I was born in Beirut but New York is my home by choice. For 25 years, as a reporter and student of American-Arab relations, I’ve played the role of cultural interpreter, attempting to explain each side to the other. There has always been a profound disconnect, a deep mutual suspicion and lack of trust. Now the rift is almost incalculably large.

Reason, moderation and sobriety are never more needed than in crisis. Yet seldom have such qualities been so absent, nowhere more so than in the media. Following the news in both my worlds since Sept. 11, I find troubling common denominators–a tenor of coverage that seems destructive in intent as well as effect, coupled with a partisanship that is as irresponsible as it is harmful. Whether it’s the sound-bite quality of American television or the “pontificator monologues” of Arab commentators, the result is similar: the erosion of the media’s role in learning and, then, educating. Its place has been usurped by a collective “us” versus “them.”

Blame for that is evenly shared. In some Arab media, venom has poured forth, alternately defensive and aggressive. A very few gloated at what happened to America, considering it a natural consequence of arrogant and cocky behavior. But even those who utterly condemned the terrorist attacks failed to take the debate over American policies in the Middle East to a new threshold. American coverage has been only superficially moderate, even after the first bellicose few days when journalists hastened to teach Americans all about countries, peoples and Islamic groups that they hitherto knew little or nothing about. I use the word “superficial” deliberately, because to me the lessons learned strike me as having less to do with real understanding than the (I hope unconscious) agenda of “know thine enemy.”

How disheartening that is. Confronted daily with the opposite mind-sets of opposing camps, I try to reconcile, defuse, explain. Maybe living in New York, this truly magnificent, multiethnic, multilingual, international city, has made me an idealist. Faced with “them” and “us,” I ask, “Where’s the ‘we’?” It’s as if I live two lives, torn between them. But I am a realist, too–enough to be impressed by the taxi driver who stared intimidation down by hanging from his front mirror Surat Assafar (Prayer for Travel) from the Holy Quran with the American flag next to it. I am aware of the magnitude of what has happened when my 11-year-old daughter prays, “God, please capture them and bring them to justice so that we can have a normal life again.” And I am concerned when an Egyptian vendor shakes with fright as I greet him in Arabic, for fear of being “discovered” an Arab. “Be careful,” says my mother, who deep down wishes I would not write or say a word, aware of the long hand of extremism.
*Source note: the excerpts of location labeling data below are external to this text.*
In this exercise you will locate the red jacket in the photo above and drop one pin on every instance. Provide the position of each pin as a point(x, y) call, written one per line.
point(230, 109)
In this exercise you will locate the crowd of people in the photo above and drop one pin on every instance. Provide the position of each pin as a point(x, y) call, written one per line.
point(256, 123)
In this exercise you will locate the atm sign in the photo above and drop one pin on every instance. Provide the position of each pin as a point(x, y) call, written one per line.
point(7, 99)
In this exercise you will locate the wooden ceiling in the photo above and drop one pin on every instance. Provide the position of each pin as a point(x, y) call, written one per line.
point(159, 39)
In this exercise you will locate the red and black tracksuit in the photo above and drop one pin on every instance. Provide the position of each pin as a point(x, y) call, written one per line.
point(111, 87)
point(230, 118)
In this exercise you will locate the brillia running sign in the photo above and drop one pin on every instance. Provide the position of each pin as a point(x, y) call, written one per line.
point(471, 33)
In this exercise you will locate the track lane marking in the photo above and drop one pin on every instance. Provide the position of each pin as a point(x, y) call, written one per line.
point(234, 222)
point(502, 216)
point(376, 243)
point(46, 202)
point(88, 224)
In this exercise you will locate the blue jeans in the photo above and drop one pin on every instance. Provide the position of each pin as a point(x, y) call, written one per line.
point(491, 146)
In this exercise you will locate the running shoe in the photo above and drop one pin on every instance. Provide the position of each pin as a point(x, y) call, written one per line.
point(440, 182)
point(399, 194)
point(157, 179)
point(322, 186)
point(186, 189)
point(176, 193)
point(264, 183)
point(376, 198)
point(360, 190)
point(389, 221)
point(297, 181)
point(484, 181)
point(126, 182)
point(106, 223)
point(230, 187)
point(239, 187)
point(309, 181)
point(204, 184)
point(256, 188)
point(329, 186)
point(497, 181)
So I find myself careful not to carry an Arabic newspaper openly when walking the street. Worried about ethnic profiling, I decide not to fly up to Harvard University to teach a seminar in interethnic relations.

Fearfulness has never described me. Over the years I have received letter bombs and been put on military trial. The bomb was addressed to my office, not to me, but the trial, in Lebanon, was to silence me and deny my right to practice my profession freely. Throughout much of the Arab world, either the security apparatus or extreme fundamentalists rule. The public is lame, lacking the civil institutions or voice necessary to make a difference. But this majority, like the American majority, which in the past has not cared about foreign policy, must be heard and engaged.

To my American friends, in their confusion, I say that most Arabs do not hate them. They do, however, have legitimate issues with American policies–namely the unqualified support of Israel, even in the face of the terror it inflicts on Palestinians, from killings and the destruction of homes to the collective punishment of isolation and economic strangulation. Is that right? To my Arab friends, in their anger, I say Americans do not know you. They know only the extreme fundamentalists in our midst and mean the rest of us no harm or disrespect. Americans may act in the world, I explain, but they are not worldly. As for U.S. policymakers, they take Arabs for granted or channel support to some governments that are distrusted and despised by their peoples. This is not the arrogance of might so much as shortsightedness and ignorance.

We are both so much alike, in the end, living each in our worlds, disconnected, talking past one another. Lost in our own reflections, neither of us sees the other, or (too often) ourselves.